De motoren van de Gelderland.


Werkspoor dacht met deze motoren een hele goede slag te slaan op de kleinere schepen. Het was een twee takt met een groot vermogen per m2 oppervlak Bovendien waren er verschillende componenten zoals de zuigers van een lichter metaal gemaakt als normaal het geval was.

Nu was het voor Werkspoor een prachtig object om de nieuwbouw schepen van Wijsmuller met deze motoren uit te rusten.

Boze tongen beweren wel eens dat de motoren van 1 schip gratis waren. Who Knows? In ieder geval. Er was op het moment dat de motoren besteld werden voor de nieuwbouw van Wijsmuller nog maar 1 motor in bedrijf was en dat was op Texel.

Daar was toen een elektrische centrale. En daar liepen constant monteurs uit Amsterdam.

Toen wij dan ook met de eerste motoren gingen draaien ging er van Werkspoor een monteur mee op de reis. Hij had de wereld aan invul-lijsten en andere papieren bij zich om metingen etc te doen.

Nu eerlijk gezegd is daar weinig van terecht gekomen want we hebben die eerste reizen wat af gesleuteld en vernieuwd.

De Gelderland had het geluk dat zij enkele maanden later werd opgeleverd door de werf.
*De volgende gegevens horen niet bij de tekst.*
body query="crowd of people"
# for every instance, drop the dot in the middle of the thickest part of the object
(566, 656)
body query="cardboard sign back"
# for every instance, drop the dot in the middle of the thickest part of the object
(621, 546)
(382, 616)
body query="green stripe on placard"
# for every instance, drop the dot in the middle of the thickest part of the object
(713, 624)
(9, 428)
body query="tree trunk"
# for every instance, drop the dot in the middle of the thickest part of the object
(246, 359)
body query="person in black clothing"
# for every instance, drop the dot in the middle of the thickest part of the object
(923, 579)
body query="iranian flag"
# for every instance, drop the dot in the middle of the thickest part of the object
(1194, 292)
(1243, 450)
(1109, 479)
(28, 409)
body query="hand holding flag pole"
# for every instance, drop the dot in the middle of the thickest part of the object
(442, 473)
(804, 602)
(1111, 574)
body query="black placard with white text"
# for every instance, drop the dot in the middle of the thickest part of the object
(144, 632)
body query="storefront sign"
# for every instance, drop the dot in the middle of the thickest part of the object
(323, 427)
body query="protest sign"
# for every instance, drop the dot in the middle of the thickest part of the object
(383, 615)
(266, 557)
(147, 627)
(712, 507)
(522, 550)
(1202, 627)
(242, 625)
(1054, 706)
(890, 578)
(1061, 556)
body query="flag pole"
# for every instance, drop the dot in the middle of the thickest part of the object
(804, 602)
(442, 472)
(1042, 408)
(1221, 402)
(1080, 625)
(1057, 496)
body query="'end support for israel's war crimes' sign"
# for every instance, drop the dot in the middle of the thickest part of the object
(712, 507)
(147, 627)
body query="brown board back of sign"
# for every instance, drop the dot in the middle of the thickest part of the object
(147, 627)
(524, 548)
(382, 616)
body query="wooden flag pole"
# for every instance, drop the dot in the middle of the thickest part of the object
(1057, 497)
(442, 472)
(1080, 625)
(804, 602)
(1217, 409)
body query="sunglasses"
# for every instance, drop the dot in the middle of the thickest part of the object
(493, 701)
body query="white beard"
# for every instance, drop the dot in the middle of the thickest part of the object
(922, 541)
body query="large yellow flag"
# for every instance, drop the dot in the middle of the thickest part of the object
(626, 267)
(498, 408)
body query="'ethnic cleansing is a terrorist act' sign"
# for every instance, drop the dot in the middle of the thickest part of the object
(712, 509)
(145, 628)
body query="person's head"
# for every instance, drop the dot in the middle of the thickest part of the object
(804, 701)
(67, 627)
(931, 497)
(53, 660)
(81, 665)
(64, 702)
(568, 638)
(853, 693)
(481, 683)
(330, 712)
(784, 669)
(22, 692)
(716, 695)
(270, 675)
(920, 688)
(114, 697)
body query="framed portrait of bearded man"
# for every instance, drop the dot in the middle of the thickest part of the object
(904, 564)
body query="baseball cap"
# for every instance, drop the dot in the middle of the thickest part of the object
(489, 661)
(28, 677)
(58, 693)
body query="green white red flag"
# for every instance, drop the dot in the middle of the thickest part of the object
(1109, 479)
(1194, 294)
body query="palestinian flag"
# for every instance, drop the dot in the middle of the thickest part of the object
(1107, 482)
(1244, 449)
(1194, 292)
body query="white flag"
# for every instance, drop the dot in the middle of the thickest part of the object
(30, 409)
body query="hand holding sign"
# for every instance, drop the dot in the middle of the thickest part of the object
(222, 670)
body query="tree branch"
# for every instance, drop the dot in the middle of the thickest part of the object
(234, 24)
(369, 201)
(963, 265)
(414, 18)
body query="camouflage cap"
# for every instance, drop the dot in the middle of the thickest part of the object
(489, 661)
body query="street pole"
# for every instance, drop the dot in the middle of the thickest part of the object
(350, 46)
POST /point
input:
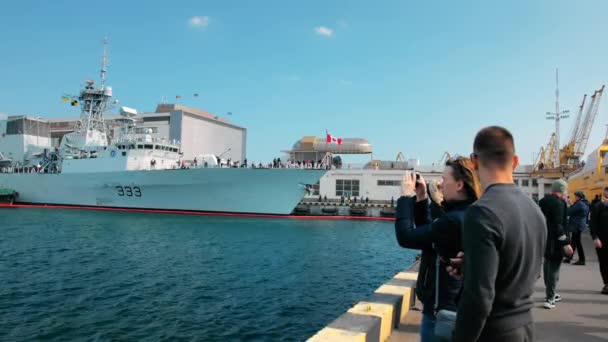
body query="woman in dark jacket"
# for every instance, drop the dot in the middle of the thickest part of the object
(577, 223)
(441, 237)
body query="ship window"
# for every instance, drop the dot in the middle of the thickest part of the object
(347, 187)
(144, 130)
(315, 189)
(389, 183)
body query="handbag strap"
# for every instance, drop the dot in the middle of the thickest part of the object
(437, 266)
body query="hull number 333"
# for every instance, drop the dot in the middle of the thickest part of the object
(129, 191)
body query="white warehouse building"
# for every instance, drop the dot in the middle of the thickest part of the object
(198, 131)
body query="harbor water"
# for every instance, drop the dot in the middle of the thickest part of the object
(88, 275)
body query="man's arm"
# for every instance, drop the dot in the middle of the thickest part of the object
(481, 238)
(593, 223)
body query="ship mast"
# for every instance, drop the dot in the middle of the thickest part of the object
(557, 116)
(94, 101)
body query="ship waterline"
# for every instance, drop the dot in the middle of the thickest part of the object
(234, 190)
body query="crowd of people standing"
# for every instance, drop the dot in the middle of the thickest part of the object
(484, 242)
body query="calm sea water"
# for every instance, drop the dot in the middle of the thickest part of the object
(86, 275)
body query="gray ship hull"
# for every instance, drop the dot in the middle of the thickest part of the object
(236, 190)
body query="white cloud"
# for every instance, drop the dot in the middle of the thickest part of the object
(324, 31)
(199, 21)
(342, 23)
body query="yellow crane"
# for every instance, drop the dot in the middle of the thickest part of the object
(545, 155)
(572, 152)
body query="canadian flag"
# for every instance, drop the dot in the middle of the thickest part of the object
(331, 139)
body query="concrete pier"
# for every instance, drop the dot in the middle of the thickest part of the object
(582, 315)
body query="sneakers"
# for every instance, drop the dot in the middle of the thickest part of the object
(550, 303)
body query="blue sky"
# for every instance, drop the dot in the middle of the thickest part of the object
(410, 76)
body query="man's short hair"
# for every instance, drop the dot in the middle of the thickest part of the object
(494, 146)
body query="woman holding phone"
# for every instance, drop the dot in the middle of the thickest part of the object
(440, 238)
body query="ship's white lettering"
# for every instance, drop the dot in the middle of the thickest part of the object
(128, 191)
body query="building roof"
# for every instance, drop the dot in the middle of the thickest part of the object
(169, 107)
(317, 144)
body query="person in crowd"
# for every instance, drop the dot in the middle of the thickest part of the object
(504, 238)
(578, 213)
(555, 209)
(438, 238)
(599, 233)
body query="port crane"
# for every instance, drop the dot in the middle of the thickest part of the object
(571, 153)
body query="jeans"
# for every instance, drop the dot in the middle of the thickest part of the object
(427, 328)
(551, 276)
(521, 334)
(602, 257)
(577, 245)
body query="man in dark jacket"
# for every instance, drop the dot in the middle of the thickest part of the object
(554, 208)
(577, 223)
(503, 239)
(599, 234)
(415, 229)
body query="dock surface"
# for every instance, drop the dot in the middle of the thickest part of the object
(582, 315)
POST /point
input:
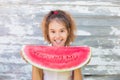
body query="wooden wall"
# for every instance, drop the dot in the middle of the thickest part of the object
(98, 25)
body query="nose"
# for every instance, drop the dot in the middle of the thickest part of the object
(57, 35)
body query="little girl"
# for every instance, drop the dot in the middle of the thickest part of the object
(58, 30)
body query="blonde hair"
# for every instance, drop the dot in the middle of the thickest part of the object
(63, 17)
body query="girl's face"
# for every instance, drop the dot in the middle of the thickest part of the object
(57, 33)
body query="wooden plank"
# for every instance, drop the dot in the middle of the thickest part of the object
(112, 77)
(101, 70)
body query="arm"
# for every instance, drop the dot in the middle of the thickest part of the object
(77, 74)
(37, 74)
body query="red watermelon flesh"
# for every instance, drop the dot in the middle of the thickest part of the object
(57, 58)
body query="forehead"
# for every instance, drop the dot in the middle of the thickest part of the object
(56, 24)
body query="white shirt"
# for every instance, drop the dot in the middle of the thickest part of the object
(52, 75)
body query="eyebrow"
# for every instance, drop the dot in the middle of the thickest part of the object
(61, 28)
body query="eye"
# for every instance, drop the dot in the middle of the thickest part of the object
(62, 30)
(52, 31)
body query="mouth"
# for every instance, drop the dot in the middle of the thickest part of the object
(58, 42)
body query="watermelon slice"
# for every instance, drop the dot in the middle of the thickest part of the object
(56, 58)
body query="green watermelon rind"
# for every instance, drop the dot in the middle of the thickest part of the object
(58, 70)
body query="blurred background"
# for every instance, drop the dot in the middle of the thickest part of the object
(98, 26)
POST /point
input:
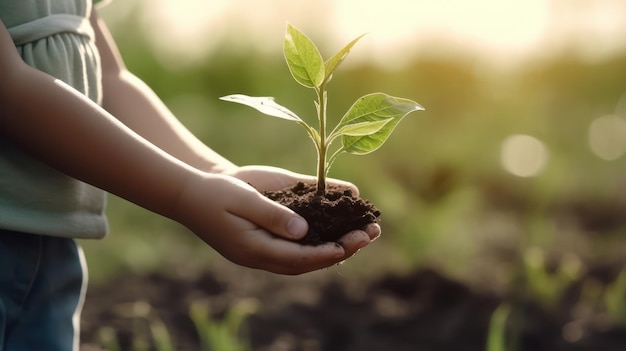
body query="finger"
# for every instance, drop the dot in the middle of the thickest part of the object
(280, 256)
(354, 241)
(373, 231)
(271, 216)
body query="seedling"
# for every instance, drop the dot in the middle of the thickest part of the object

De Gelderland is vanuit Harlingen naar Amsterdam gesleept en daar zijn toen veranderingen aan de Hoofd motoren doorgevoerd.

Op de provincie boten was achter de machinekamer het trossenruim.
Toen de Gelderland dan ook de grote reis opging lag in de grote houten bergplaatsen voor de rekkers zowat een complete motor in onderdelen. Voeringen, zuigers, kleptuimelaars, cilinderkoppen, etc., etc. en niet in aantallen van 2 of 3 maar van 8 tot 10.
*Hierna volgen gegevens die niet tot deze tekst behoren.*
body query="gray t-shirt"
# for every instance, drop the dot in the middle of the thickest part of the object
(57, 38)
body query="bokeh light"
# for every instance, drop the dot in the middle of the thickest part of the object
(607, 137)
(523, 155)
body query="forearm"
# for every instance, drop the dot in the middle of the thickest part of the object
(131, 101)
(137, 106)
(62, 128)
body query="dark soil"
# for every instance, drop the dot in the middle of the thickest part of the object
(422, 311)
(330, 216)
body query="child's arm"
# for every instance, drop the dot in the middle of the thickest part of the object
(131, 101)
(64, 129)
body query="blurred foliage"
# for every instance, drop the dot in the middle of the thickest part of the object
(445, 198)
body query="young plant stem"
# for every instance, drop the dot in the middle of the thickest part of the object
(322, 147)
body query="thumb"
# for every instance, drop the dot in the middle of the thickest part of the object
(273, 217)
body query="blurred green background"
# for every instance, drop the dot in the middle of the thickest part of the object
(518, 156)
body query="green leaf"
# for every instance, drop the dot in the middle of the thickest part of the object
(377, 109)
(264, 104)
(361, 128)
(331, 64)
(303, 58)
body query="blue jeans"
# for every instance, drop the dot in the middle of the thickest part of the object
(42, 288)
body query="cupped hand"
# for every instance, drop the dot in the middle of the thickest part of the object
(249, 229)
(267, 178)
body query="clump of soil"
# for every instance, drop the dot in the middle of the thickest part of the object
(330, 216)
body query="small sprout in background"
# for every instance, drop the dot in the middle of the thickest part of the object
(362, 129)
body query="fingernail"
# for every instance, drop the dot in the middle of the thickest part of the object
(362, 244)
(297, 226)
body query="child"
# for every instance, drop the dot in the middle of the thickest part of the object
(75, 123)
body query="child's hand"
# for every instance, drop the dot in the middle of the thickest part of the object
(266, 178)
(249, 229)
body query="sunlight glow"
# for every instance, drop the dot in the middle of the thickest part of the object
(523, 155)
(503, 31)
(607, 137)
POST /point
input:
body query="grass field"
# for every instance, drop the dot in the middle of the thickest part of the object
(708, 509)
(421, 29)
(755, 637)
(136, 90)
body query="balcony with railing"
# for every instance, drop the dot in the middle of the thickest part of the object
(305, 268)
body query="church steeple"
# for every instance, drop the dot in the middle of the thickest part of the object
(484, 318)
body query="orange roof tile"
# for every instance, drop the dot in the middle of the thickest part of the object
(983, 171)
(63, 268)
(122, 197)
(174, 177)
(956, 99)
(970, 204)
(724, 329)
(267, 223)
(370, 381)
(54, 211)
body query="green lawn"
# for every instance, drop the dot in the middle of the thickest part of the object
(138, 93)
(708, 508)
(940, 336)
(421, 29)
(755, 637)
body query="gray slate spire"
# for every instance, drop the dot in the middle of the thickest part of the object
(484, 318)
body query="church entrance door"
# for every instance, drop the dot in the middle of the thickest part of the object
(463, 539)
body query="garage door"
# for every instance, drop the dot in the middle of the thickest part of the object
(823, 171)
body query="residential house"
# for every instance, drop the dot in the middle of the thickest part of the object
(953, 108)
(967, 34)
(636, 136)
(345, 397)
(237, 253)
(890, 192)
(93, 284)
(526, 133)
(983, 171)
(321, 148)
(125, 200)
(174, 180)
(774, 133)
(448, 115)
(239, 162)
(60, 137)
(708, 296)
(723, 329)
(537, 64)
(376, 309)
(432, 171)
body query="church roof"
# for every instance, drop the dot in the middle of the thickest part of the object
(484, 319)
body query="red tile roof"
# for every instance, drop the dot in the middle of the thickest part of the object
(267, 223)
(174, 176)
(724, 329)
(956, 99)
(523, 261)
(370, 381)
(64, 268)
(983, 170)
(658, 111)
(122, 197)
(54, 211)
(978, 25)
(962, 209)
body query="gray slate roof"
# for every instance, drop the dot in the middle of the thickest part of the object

De eerste grote reis in 1964 (wij waren toen al met de Gelderland naar Nigeria geweest) naar Australie is een leerzame geweest. Een leuk voorbeeld, teneinde in het spoellucht kanaal bij de spoelpoorten te komen had men in plaats van gesloten stalen deksels nu plexiglas deksels gebruikt.
Kon je goed door heen kijken etc. er zat ook een ruitenwisser op zodat de spat-olie weggeveegd kon worden.

Als we nu brand in de spoel-lucht-ruimte kregen smolten die plexiglas deksels, dus weer terug naar de stalen deksels.
Het was eerst niet zo serieus in elke tussen-haven werd weer van alles met vliegtuig aangevlogen, vooral HD brandstofleidingen.
Met een beetje geluk kreeg je dan zo'n spuiter op de isolatie van de hete uitlaat leiding.
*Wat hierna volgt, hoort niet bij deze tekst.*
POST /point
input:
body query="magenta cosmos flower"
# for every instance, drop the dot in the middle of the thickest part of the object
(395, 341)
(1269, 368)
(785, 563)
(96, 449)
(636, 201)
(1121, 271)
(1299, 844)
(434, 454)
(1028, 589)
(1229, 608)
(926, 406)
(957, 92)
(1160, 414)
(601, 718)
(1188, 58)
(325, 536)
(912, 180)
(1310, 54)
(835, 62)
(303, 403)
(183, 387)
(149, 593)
Gevolg was dat je stond te stikken van die vieze rook die dan ontstond.
Dat was ook zo, maar in grotere mate het geval toen een zuiger het begaf.
Je kan je eigen wel voorstellen dat zoiets tot een carter explosie leidt.

Nu stonden de motoren zo opgebouwd dat er geen carter onder de motor was, de olie liep terug in de dubbele bodem tanks. Die werden elke wacht gepeild met een peillood, bovenaan de peil-pijp had je van die zelf-sluitende afsluiters.

Alleen is het niet leuk als elke keer die kraan je peil-lint vast knijpt.
Dus laten we zo zeggen 'als die peil-buis-kranen in open stand stonden waren ze zo zelf-sluitend niet meer'.

Toen kwam de carter explosie en dus een enorme drukverhoging in de smeer olietank. En die druk kon ontsnappen door ontluchtings-pijpen maar nu ook door peil-pijpen.
 
Alles maar dan ook alles droop van de smeerolie. Wij moesten zien te voorkomen dat de zaak niet in de fik ging en hete delen zo olie-vrij mogelijk te maken.
Nee dat was geen pretje,maar we hebben het overleefd.